The documentary gave those six men the keys by empowering them to recreate their traumatic experiences through a coping strategy called drama therapy.

“I was kind of thinking, 'What’s the point of documentaries? What’s the point of filming someone anymore?' I don’t even know. Everyone has cameras, everyone has the ability to document their own story,” Greene said. “For me, it was like, there has to be another point, there has to be another layer to it.”

The six men wrote plays, built sets and then acted out their worst memories with the end goal of reaching a catharsis to help them heal.

“You’re still walking around with this stain on your body that you feel like everyone else sees. This, I think, allowed me to dig it back up, bring it all out, and I don’t have to hide it, I can work through it,” Daniel Laurine, a co-director and survivor featured in the film, explained.

Laurine said the film changed him. He’s optimistic it will lead to more changes.

“I’m hoping it reinvigorates the idea (that) there needs to be more justice.
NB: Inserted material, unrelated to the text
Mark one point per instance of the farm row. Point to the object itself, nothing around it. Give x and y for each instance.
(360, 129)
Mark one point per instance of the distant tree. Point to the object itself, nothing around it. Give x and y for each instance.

People need to be held accountable,” he said.

Investigations in Missouri after that 2018 press conference led to the arrest one retired priest. Frederick Lutz is set to go to trial in February.

Last month, the Kansas Bureau of Investigations confirmed its Catholic Clergy Task Force has initiated 122 investigations into priests since it formed in 2019, but has made no arrests.

Statutes of limitations often prevent prosecutors from pressing charges in such cases.

Procession is also playing at the Screenland Armour Theater in North Kansas City, Missouri.